- Date: October 6, 1928
- Season: 1928
- Stadium: Camp Randall Stadium
- Location: Madison, Wisconsin
- Attendance: 40,000

= Tall Grass Game =

The Tall Grass Game was the 1928 Notre Dame vs. Wisconsin football game played on October 6, 1928, between the Notre Dame Fighting Irish and Wisconsin Badgers. Notre Dame, coached by Knute Rockne, arrived in Madison, Wisconsin, only to find that the grass on the football field at Camp Randall Stadium had not been mowed in a week. Rumor was that Wisconsin coach Glenn Thistlethwaite wanted to slow down the speedy Notre Dame Irish players. Rockne demanded the field be trimmed and Thistlethwaite refused.

The game was considered to be one of the premier non-conference games of the time.

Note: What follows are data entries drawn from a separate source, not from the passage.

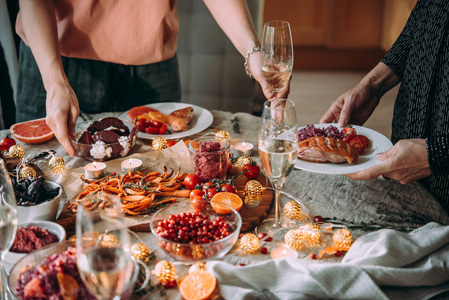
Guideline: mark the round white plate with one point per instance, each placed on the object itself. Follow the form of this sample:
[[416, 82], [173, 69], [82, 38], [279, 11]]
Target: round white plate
[[202, 118], [378, 143]]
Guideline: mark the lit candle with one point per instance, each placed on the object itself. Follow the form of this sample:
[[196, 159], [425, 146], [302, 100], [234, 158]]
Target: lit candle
[[283, 251], [131, 164], [243, 148], [94, 170]]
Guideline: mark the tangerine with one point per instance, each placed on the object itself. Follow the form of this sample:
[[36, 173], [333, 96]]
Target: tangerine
[[230, 199], [198, 285], [32, 132]]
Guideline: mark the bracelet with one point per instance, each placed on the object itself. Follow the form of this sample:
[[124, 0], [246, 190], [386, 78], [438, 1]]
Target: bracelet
[[248, 55]]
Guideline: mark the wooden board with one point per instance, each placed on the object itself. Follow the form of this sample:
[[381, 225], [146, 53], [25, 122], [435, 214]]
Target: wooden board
[[252, 212]]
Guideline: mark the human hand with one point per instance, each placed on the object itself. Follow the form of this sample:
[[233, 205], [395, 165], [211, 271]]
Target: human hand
[[353, 107], [406, 162], [62, 112]]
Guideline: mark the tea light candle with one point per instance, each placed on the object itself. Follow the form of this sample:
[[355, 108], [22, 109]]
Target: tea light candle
[[94, 170], [283, 251], [131, 164], [243, 148]]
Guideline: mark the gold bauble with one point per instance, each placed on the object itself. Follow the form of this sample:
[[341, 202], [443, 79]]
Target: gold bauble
[[243, 160], [294, 238], [343, 238], [159, 143], [56, 164], [27, 171], [223, 134], [250, 243], [165, 271], [253, 189], [16, 151], [140, 251], [292, 210], [199, 266]]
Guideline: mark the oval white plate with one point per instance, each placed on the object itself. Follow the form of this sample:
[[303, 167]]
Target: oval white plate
[[378, 143], [202, 118]]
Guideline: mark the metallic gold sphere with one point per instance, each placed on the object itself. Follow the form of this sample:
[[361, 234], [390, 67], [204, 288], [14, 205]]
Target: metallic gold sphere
[[250, 243], [292, 210], [223, 134], [159, 143], [253, 189], [165, 271], [294, 238], [16, 151], [27, 171], [140, 251], [343, 238], [56, 164]]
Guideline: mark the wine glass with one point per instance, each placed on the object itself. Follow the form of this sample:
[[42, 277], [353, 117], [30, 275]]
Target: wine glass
[[278, 145], [8, 222], [102, 246], [276, 57]]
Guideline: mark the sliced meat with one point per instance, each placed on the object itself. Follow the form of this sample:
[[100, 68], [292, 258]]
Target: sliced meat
[[326, 149]]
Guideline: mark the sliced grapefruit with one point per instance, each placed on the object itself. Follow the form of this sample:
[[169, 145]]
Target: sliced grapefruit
[[134, 112], [32, 132]]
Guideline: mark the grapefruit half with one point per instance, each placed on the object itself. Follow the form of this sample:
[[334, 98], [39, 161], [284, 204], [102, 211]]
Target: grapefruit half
[[32, 132]]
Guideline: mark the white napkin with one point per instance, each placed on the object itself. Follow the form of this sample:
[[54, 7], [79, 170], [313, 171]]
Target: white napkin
[[379, 265]]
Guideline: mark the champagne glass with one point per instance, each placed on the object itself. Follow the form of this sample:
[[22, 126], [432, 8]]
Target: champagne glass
[[102, 246], [276, 57], [278, 146], [8, 222]]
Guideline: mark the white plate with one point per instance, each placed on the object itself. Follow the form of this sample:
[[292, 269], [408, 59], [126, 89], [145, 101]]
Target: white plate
[[378, 143], [202, 118]]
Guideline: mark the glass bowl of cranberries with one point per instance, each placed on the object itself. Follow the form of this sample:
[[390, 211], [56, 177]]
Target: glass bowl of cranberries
[[191, 234]]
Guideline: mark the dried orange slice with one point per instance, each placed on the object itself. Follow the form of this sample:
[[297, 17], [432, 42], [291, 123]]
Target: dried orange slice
[[198, 285], [230, 199]]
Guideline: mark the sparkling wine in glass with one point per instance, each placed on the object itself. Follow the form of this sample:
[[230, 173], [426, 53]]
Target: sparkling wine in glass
[[278, 146], [277, 54], [102, 243], [8, 222]]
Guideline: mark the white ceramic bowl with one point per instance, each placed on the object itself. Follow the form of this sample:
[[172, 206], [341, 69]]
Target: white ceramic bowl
[[45, 211], [54, 228]]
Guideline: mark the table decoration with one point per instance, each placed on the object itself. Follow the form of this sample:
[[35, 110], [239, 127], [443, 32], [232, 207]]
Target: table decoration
[[130, 164], [94, 170]]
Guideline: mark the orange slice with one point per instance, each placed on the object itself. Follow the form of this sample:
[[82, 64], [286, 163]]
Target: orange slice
[[230, 199], [198, 285]]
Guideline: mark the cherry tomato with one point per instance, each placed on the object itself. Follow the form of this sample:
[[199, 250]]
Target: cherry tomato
[[224, 187], [195, 193], [142, 124], [253, 170], [191, 181], [7, 142], [358, 144]]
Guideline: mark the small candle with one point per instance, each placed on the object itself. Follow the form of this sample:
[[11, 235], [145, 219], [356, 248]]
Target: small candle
[[94, 170], [243, 148], [131, 164], [283, 251]]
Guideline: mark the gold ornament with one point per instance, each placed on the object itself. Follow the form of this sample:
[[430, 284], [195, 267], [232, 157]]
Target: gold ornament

Before the game began, a stadium-record 40,000 fans were expected to attend the game, an attendance mark that was achieved.

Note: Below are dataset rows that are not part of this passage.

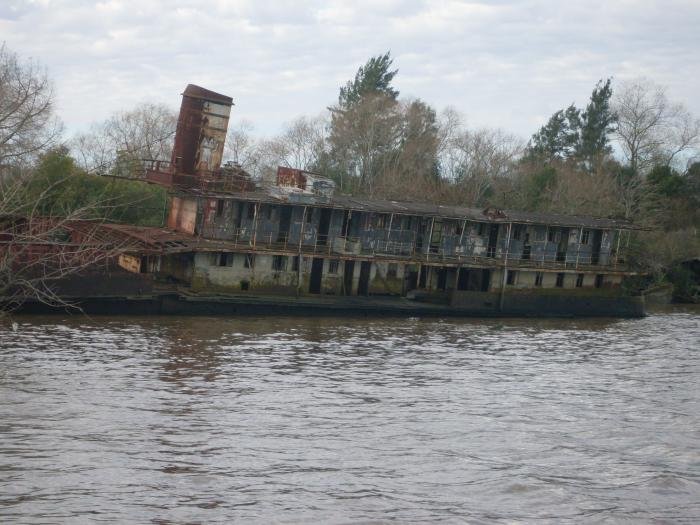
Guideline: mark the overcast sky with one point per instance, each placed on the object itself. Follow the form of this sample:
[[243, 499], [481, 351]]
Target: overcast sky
[[502, 63]]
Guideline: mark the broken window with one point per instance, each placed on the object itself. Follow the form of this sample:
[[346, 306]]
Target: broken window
[[560, 280], [585, 236], [249, 260], [279, 263], [333, 266], [517, 232], [223, 259], [539, 276]]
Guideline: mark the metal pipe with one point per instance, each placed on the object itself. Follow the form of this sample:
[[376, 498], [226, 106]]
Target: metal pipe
[[301, 239], [505, 268]]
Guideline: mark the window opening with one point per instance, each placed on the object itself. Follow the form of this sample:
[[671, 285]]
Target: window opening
[[333, 266], [539, 277], [279, 263], [560, 280]]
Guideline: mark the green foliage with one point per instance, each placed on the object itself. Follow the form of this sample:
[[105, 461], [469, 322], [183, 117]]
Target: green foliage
[[374, 78], [667, 182], [574, 134], [538, 185], [59, 188], [685, 284], [597, 123], [558, 139]]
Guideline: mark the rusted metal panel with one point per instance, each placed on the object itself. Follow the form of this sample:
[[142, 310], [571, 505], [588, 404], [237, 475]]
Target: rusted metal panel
[[201, 131], [291, 177], [183, 215], [130, 263]]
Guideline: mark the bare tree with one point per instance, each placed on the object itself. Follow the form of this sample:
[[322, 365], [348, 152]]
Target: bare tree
[[241, 145], [37, 251], [146, 132], [650, 129], [364, 139], [472, 160], [27, 121]]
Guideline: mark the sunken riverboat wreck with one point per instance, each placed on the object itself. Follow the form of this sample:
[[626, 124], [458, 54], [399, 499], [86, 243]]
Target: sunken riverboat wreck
[[234, 246]]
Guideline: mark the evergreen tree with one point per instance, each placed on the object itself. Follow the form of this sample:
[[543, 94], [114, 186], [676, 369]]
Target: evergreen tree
[[374, 78], [597, 123], [558, 139]]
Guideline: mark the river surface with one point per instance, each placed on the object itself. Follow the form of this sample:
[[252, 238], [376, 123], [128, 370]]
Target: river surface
[[336, 420]]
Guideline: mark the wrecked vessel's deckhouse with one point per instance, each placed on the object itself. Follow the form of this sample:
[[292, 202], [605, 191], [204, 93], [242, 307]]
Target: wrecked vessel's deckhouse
[[233, 246]]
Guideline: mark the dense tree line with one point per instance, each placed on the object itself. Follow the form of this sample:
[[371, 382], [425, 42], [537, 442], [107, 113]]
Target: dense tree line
[[628, 152]]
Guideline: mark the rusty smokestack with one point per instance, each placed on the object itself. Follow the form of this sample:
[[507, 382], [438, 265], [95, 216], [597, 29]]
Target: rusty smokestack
[[201, 131]]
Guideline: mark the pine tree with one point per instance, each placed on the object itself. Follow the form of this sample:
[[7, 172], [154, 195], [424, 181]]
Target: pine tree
[[597, 123], [558, 139], [374, 78]]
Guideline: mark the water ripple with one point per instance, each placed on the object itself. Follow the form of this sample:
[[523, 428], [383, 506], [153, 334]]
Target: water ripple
[[267, 420]]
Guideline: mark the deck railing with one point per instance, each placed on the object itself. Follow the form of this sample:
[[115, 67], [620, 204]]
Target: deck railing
[[354, 247]]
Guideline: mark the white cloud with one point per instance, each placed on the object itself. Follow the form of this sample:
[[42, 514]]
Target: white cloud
[[502, 63]]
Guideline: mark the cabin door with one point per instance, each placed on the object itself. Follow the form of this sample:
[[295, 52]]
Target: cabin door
[[323, 226], [436, 237], [597, 242], [316, 275], [347, 277], [493, 239], [563, 245], [285, 222], [363, 285]]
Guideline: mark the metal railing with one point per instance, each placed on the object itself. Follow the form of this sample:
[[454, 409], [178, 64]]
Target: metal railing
[[355, 247]]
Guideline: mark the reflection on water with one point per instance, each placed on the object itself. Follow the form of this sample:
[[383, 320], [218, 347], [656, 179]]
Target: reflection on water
[[180, 420]]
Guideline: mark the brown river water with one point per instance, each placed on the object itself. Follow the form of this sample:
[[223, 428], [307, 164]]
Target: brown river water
[[347, 420]]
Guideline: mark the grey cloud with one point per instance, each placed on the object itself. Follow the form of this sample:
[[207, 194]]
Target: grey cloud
[[506, 63]]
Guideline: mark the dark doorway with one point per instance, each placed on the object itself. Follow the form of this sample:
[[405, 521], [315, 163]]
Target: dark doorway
[[485, 280], [527, 248], [442, 278], [474, 280], [436, 237], [423, 279], [597, 241], [563, 245], [352, 225], [493, 239], [285, 222], [411, 279], [363, 285], [323, 226], [316, 274], [463, 279], [347, 277]]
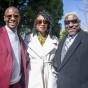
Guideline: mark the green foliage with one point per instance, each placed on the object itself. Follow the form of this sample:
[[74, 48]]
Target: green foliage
[[30, 8]]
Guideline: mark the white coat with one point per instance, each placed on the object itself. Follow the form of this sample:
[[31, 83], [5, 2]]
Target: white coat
[[41, 72]]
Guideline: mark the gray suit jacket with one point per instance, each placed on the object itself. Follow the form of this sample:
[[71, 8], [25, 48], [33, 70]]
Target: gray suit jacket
[[73, 71]]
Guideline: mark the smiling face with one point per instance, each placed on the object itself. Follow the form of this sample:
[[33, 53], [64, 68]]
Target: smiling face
[[41, 24], [12, 17], [72, 24]]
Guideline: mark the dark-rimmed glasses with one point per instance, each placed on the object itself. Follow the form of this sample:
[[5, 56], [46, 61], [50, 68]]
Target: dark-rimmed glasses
[[41, 21], [16, 16], [75, 21]]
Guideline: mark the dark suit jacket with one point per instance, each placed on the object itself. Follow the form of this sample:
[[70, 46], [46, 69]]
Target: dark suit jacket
[[6, 61], [73, 71]]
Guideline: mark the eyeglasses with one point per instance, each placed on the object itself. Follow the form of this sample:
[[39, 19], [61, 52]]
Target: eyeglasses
[[41, 21], [75, 21], [16, 16]]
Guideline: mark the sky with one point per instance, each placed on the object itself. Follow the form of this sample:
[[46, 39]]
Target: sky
[[74, 5]]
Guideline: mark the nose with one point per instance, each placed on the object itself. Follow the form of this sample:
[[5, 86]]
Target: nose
[[71, 24], [13, 18]]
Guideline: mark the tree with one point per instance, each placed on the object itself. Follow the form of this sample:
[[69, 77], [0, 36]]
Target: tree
[[30, 8]]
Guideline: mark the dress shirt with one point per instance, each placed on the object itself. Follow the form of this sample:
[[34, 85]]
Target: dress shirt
[[16, 55]]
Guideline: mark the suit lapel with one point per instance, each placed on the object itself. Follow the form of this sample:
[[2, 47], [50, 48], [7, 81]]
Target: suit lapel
[[6, 39], [72, 49], [49, 44]]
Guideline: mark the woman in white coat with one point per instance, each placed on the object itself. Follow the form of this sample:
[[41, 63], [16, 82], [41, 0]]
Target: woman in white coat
[[41, 47]]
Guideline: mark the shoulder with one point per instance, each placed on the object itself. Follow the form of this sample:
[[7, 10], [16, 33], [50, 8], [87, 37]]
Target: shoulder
[[27, 39], [54, 38]]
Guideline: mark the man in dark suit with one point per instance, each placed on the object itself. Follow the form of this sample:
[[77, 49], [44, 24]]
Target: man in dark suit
[[12, 52], [72, 55]]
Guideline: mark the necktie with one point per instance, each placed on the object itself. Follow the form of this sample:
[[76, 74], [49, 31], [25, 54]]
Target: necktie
[[68, 43]]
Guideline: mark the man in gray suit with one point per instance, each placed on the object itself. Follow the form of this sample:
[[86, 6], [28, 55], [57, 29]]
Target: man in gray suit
[[72, 55]]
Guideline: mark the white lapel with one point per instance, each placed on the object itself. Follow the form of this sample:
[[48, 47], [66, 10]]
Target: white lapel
[[35, 46], [50, 44]]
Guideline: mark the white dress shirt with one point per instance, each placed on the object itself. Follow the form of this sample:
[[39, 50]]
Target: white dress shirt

The Badgers upset the Irish 22–6, and Wisconsin fans still refer to the game as "The Victory In The Tall Grass." It was called the first win by a Big Ten Conference team over Notre Dame in over a decade, although the Fighting Irish had actually lost to the Iowa Hawkeyes only seven years prior to the game. The Badgers broke the Irish's 14-game streak against Big ten opponents and became only the second team to defeat them since their blackballing from the league was rescinded in 1917.